# 37512
BALLARD, H. B.
An early photographic view of The Hamilton Club, Hamilton, Western District, Victoria. September-October, 1879.
Albumen print photograph, carte de visite format, 62 x 104 mm (mount); ‘Ballard, Photo.’ in manuscript in the image at bottom left; verso wet-stamped ‘H. B. Ballard, Photographer / From Melbourne’, and the travelling photographer’s handwritten caption ‘Hamilton’; the albumen print has lost a tiny amount of contrast, but is in excellent condition, as is the mount.
An Italianate style single-storey stone building designed by architects Smith & Johnson, The Hamilton Club was completed in 1878. From the outset, the prestigious Gray Street premises became the focus of social activity for the squatters, professionals and merchants of Victoria’s wealthy Western District. The Club remains active to the present day.
This photograph of The Hamilton Club was taken by the relatively little-known Melbourne travelling photographer H. B. Ballard during his working visit to Hamilton in September-October, 1879 – so, in the institution’s first year of existence.
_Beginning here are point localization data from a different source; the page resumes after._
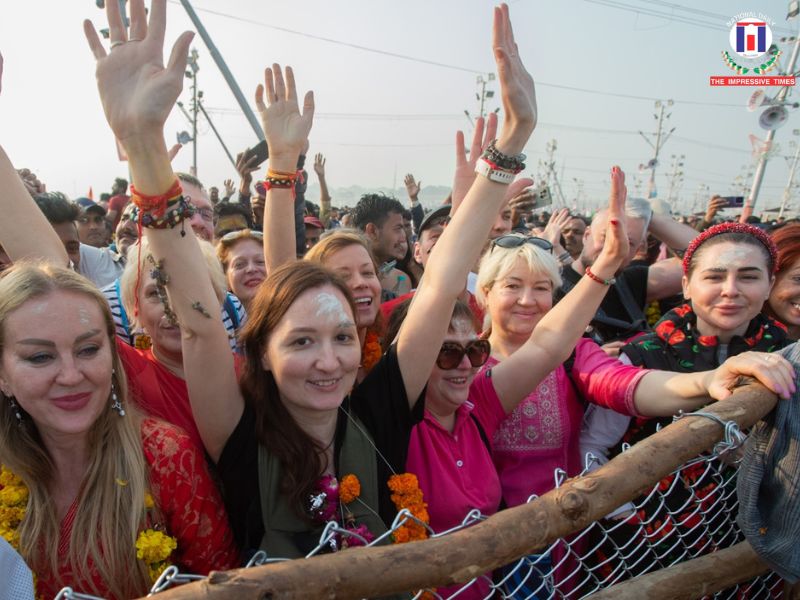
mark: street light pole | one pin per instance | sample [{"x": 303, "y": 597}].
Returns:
[
  {"x": 226, "y": 73},
  {"x": 750, "y": 204}
]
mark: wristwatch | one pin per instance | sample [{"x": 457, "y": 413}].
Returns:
[{"x": 483, "y": 167}]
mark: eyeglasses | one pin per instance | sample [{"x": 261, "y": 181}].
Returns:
[
  {"x": 232, "y": 236},
  {"x": 515, "y": 241},
  {"x": 451, "y": 353}
]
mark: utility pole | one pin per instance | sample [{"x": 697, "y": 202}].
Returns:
[
  {"x": 779, "y": 100},
  {"x": 226, "y": 73},
  {"x": 482, "y": 95},
  {"x": 787, "y": 191},
  {"x": 676, "y": 178},
  {"x": 661, "y": 139},
  {"x": 191, "y": 73},
  {"x": 550, "y": 170}
]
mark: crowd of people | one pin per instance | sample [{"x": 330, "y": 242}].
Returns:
[{"x": 189, "y": 377}]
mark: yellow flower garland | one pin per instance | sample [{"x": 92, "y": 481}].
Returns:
[{"x": 153, "y": 547}]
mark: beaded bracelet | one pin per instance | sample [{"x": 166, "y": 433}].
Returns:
[
  {"x": 157, "y": 204},
  {"x": 506, "y": 162},
  {"x": 173, "y": 215},
  {"x": 599, "y": 280}
]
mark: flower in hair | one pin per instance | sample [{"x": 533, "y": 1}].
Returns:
[{"x": 722, "y": 228}]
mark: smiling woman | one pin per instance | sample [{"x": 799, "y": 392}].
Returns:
[{"x": 83, "y": 457}]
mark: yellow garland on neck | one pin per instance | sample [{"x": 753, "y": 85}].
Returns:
[{"x": 153, "y": 547}]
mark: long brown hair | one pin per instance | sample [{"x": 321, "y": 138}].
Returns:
[
  {"x": 300, "y": 455},
  {"x": 109, "y": 514}
]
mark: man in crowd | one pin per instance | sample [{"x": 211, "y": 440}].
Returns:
[
  {"x": 119, "y": 199},
  {"x": 621, "y": 314},
  {"x": 381, "y": 219},
  {"x": 100, "y": 265},
  {"x": 92, "y": 228}
]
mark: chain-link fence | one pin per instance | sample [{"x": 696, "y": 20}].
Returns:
[{"x": 689, "y": 513}]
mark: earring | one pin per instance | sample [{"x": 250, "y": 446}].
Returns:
[
  {"x": 115, "y": 403},
  {"x": 15, "y": 409}
]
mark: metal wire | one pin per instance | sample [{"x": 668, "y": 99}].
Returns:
[{"x": 657, "y": 532}]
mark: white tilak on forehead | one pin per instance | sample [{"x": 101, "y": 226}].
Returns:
[
  {"x": 83, "y": 316},
  {"x": 735, "y": 256},
  {"x": 329, "y": 305}
]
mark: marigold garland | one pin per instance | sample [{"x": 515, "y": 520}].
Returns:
[
  {"x": 152, "y": 546},
  {"x": 407, "y": 494},
  {"x": 349, "y": 489},
  {"x": 13, "y": 504},
  {"x": 371, "y": 351}
]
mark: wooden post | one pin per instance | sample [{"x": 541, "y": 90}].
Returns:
[
  {"x": 691, "y": 579},
  {"x": 501, "y": 539}
]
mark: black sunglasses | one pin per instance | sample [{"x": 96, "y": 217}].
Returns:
[
  {"x": 515, "y": 241},
  {"x": 451, "y": 353}
]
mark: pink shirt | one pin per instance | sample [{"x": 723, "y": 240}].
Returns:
[
  {"x": 542, "y": 433},
  {"x": 455, "y": 470}
]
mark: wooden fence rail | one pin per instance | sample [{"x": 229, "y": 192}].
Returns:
[{"x": 499, "y": 540}]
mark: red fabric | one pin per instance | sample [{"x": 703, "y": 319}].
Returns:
[
  {"x": 388, "y": 307},
  {"x": 187, "y": 498},
  {"x": 157, "y": 391},
  {"x": 117, "y": 203}
]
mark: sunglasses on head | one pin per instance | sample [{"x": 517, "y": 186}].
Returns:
[
  {"x": 451, "y": 353},
  {"x": 515, "y": 241}
]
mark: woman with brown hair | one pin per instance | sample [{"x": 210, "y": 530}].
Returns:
[
  {"x": 784, "y": 299},
  {"x": 294, "y": 428},
  {"x": 93, "y": 495}
]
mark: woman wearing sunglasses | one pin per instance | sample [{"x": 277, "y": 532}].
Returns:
[{"x": 241, "y": 254}]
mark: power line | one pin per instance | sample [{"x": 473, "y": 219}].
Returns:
[{"x": 446, "y": 65}]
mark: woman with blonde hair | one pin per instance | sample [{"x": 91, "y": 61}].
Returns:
[
  {"x": 242, "y": 257},
  {"x": 93, "y": 495}
]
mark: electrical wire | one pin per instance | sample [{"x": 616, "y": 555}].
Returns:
[{"x": 446, "y": 65}]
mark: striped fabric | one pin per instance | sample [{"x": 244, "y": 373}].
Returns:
[
  {"x": 769, "y": 484},
  {"x": 233, "y": 314}
]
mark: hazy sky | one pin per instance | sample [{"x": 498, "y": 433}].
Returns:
[{"x": 380, "y": 115}]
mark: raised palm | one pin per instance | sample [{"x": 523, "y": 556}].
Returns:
[
  {"x": 285, "y": 128},
  {"x": 136, "y": 89}
]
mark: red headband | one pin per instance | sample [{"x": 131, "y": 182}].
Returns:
[{"x": 756, "y": 232}]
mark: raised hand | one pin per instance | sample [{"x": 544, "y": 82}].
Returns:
[
  {"x": 772, "y": 370},
  {"x": 516, "y": 86},
  {"x": 319, "y": 165},
  {"x": 136, "y": 90},
  {"x": 465, "y": 164},
  {"x": 615, "y": 246},
  {"x": 413, "y": 187},
  {"x": 285, "y": 128}
]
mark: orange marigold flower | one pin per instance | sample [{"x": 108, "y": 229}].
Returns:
[{"x": 349, "y": 488}]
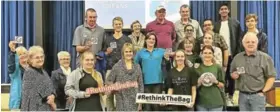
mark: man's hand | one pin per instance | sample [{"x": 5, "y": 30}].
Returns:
[{"x": 234, "y": 75}]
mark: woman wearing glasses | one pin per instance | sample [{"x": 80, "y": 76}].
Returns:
[
  {"x": 17, "y": 64},
  {"x": 126, "y": 71},
  {"x": 59, "y": 77},
  {"x": 38, "y": 93}
]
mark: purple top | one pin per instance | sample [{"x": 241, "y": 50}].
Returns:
[{"x": 165, "y": 32}]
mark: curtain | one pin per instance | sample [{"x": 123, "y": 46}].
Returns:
[
  {"x": 60, "y": 18},
  {"x": 269, "y": 20},
  {"x": 201, "y": 10},
  {"x": 17, "y": 19}
]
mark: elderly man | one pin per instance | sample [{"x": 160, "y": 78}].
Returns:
[
  {"x": 89, "y": 36},
  {"x": 185, "y": 19},
  {"x": 254, "y": 74},
  {"x": 59, "y": 77},
  {"x": 164, "y": 29}
]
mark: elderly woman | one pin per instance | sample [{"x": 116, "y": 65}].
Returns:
[
  {"x": 182, "y": 80},
  {"x": 38, "y": 93},
  {"x": 123, "y": 71},
  {"x": 59, "y": 77},
  {"x": 211, "y": 80},
  {"x": 137, "y": 38},
  {"x": 80, "y": 80},
  {"x": 17, "y": 64}
]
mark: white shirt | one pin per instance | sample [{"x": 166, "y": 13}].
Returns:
[
  {"x": 65, "y": 72},
  {"x": 224, "y": 31}
]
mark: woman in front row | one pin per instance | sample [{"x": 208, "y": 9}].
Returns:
[
  {"x": 182, "y": 80},
  {"x": 126, "y": 71},
  {"x": 210, "y": 82},
  {"x": 81, "y": 79},
  {"x": 38, "y": 93}
]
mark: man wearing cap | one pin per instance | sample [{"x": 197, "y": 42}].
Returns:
[
  {"x": 89, "y": 36},
  {"x": 185, "y": 19},
  {"x": 254, "y": 74},
  {"x": 163, "y": 28}
]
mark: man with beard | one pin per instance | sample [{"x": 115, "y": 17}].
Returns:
[
  {"x": 89, "y": 36},
  {"x": 230, "y": 29}
]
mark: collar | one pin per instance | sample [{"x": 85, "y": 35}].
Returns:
[{"x": 252, "y": 55}]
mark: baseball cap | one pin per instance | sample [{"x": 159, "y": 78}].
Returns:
[{"x": 160, "y": 7}]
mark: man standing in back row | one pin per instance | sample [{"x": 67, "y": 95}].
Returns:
[
  {"x": 230, "y": 29},
  {"x": 164, "y": 29},
  {"x": 89, "y": 36}
]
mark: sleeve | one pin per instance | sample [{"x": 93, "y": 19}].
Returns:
[
  {"x": 76, "y": 39},
  {"x": 223, "y": 43},
  {"x": 221, "y": 74},
  {"x": 233, "y": 65},
  {"x": 11, "y": 62},
  {"x": 169, "y": 80},
  {"x": 70, "y": 86},
  {"x": 112, "y": 76},
  {"x": 55, "y": 81},
  {"x": 140, "y": 80},
  {"x": 269, "y": 68}
]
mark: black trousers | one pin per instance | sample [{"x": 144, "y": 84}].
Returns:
[{"x": 229, "y": 87}]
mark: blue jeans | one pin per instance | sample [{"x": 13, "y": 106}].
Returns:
[
  {"x": 251, "y": 102},
  {"x": 201, "y": 108}
]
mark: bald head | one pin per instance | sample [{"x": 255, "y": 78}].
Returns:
[{"x": 250, "y": 42}]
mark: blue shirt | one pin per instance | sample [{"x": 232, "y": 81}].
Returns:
[{"x": 151, "y": 64}]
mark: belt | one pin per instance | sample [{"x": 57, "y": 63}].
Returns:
[{"x": 250, "y": 93}]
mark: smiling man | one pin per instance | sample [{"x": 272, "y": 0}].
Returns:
[
  {"x": 251, "y": 24},
  {"x": 254, "y": 74}
]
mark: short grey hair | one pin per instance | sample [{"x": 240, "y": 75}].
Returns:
[
  {"x": 62, "y": 53},
  {"x": 250, "y": 34}
]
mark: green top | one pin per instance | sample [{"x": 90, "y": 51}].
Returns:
[{"x": 210, "y": 97}]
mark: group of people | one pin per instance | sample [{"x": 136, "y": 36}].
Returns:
[{"x": 169, "y": 58}]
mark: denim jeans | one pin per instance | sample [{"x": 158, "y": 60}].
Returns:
[{"x": 251, "y": 102}]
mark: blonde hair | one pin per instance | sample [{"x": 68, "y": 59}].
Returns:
[
  {"x": 62, "y": 53},
  {"x": 127, "y": 45},
  {"x": 21, "y": 50},
  {"x": 117, "y": 19}
]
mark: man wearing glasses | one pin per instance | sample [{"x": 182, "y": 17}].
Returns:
[
  {"x": 185, "y": 19},
  {"x": 89, "y": 36}
]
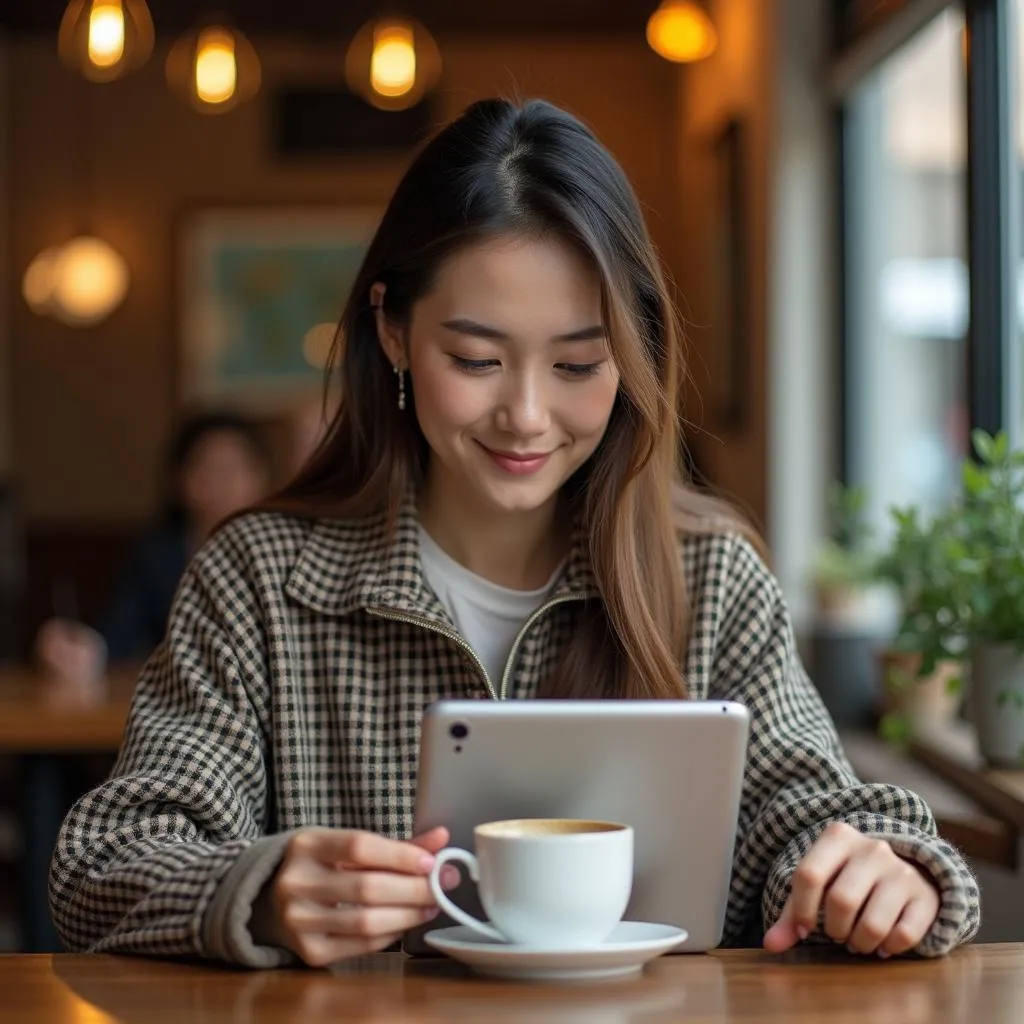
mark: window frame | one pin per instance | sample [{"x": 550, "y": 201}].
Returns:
[{"x": 993, "y": 230}]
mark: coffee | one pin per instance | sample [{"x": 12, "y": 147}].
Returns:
[{"x": 546, "y": 882}]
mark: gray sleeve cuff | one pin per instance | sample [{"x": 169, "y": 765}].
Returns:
[{"x": 225, "y": 927}]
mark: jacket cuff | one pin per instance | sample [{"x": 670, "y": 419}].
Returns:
[{"x": 225, "y": 926}]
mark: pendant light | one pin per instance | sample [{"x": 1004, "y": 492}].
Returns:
[
  {"x": 80, "y": 283},
  {"x": 214, "y": 68},
  {"x": 392, "y": 62},
  {"x": 681, "y": 31},
  {"x": 105, "y": 39}
]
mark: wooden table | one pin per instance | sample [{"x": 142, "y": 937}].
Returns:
[
  {"x": 976, "y": 985},
  {"x": 42, "y": 724},
  {"x": 38, "y": 717}
]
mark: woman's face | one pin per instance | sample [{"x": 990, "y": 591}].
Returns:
[
  {"x": 510, "y": 367},
  {"x": 221, "y": 476}
]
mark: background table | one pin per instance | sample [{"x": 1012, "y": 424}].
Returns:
[
  {"x": 976, "y": 985},
  {"x": 43, "y": 725}
]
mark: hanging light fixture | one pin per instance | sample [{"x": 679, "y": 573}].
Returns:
[
  {"x": 80, "y": 283},
  {"x": 214, "y": 68},
  {"x": 105, "y": 39},
  {"x": 392, "y": 62},
  {"x": 681, "y": 31}
]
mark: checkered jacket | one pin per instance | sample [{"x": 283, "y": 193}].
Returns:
[{"x": 289, "y": 691}]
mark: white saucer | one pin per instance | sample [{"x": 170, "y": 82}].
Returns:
[{"x": 631, "y": 944}]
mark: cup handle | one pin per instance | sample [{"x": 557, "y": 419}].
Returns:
[{"x": 457, "y": 912}]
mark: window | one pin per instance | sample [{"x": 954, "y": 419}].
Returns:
[{"x": 906, "y": 288}]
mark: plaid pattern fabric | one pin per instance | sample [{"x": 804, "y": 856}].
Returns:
[{"x": 289, "y": 692}]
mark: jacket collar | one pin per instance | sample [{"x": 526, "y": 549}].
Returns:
[{"x": 347, "y": 564}]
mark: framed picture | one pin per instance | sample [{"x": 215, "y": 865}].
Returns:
[
  {"x": 260, "y": 293},
  {"x": 729, "y": 350}
]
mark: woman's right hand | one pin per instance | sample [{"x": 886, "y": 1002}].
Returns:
[
  {"x": 340, "y": 893},
  {"x": 71, "y": 651}
]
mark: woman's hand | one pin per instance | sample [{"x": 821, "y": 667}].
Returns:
[
  {"x": 875, "y": 901},
  {"x": 341, "y": 893},
  {"x": 71, "y": 652}
]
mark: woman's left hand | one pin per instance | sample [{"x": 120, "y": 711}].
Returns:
[{"x": 875, "y": 901}]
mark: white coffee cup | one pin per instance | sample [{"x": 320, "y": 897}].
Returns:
[{"x": 545, "y": 882}]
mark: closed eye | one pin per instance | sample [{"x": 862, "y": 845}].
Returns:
[
  {"x": 580, "y": 369},
  {"x": 474, "y": 366}
]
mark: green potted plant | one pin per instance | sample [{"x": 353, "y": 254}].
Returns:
[
  {"x": 961, "y": 579},
  {"x": 852, "y": 612}
]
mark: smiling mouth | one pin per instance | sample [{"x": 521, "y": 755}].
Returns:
[{"x": 518, "y": 463}]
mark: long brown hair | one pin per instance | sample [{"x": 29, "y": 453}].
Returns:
[{"x": 534, "y": 169}]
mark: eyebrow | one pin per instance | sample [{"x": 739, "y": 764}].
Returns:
[{"x": 475, "y": 330}]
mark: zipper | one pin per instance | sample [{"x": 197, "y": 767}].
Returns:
[
  {"x": 503, "y": 689},
  {"x": 429, "y": 624}
]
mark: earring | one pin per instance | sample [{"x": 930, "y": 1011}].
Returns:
[{"x": 400, "y": 374}]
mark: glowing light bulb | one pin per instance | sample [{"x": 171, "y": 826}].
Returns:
[
  {"x": 107, "y": 33},
  {"x": 392, "y": 66},
  {"x": 681, "y": 32},
  {"x": 216, "y": 69}
]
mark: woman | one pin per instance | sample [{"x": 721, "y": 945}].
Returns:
[
  {"x": 493, "y": 513},
  {"x": 217, "y": 464}
]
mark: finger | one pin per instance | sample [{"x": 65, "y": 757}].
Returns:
[
  {"x": 782, "y": 935},
  {"x": 363, "y": 849},
  {"x": 373, "y": 922},
  {"x": 915, "y": 922},
  {"x": 816, "y": 871},
  {"x": 365, "y": 888},
  {"x": 849, "y": 892},
  {"x": 433, "y": 841},
  {"x": 879, "y": 918}
]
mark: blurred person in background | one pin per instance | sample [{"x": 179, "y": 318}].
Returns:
[{"x": 218, "y": 463}]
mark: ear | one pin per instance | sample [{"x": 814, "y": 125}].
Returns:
[{"x": 387, "y": 333}]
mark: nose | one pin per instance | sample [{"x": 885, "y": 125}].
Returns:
[{"x": 522, "y": 409}]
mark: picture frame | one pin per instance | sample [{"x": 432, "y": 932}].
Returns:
[
  {"x": 729, "y": 355},
  {"x": 260, "y": 291}
]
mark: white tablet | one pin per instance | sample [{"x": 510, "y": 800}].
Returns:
[{"x": 672, "y": 769}]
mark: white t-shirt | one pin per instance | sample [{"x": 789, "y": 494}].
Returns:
[{"x": 488, "y": 616}]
Ballard placed the following notice in the Hamilton Spectator on 23 September 1879:
‘PORTRAITS !! PORTRAITS!! FOR TWO WEEKS LONGER. H. B. Ballard & Co., Artist Photographers, from Melbourne, HAVE erected their Mammoth Studio opposite the Academy, Hamilton. Melbourne Prices. Melbourne Work.‘
After his departure from Hamilton, Ballard continued west across the border into South Australia. A number of his photographs of buildings in Port MacDonnell, Mount Gambier and Naracoorte are held in the SLSA; these are dated to 1880.
Several photographs taken by Ballard a few years later in the Hunter Valley district of New South Wales are also held in Australian public collections.
However, we have not been able to trace any other extant examples of Ballard’s Hamilton photographs; it is quite possible that the present carte de visite view of The Hamilton Club is a unique survivor.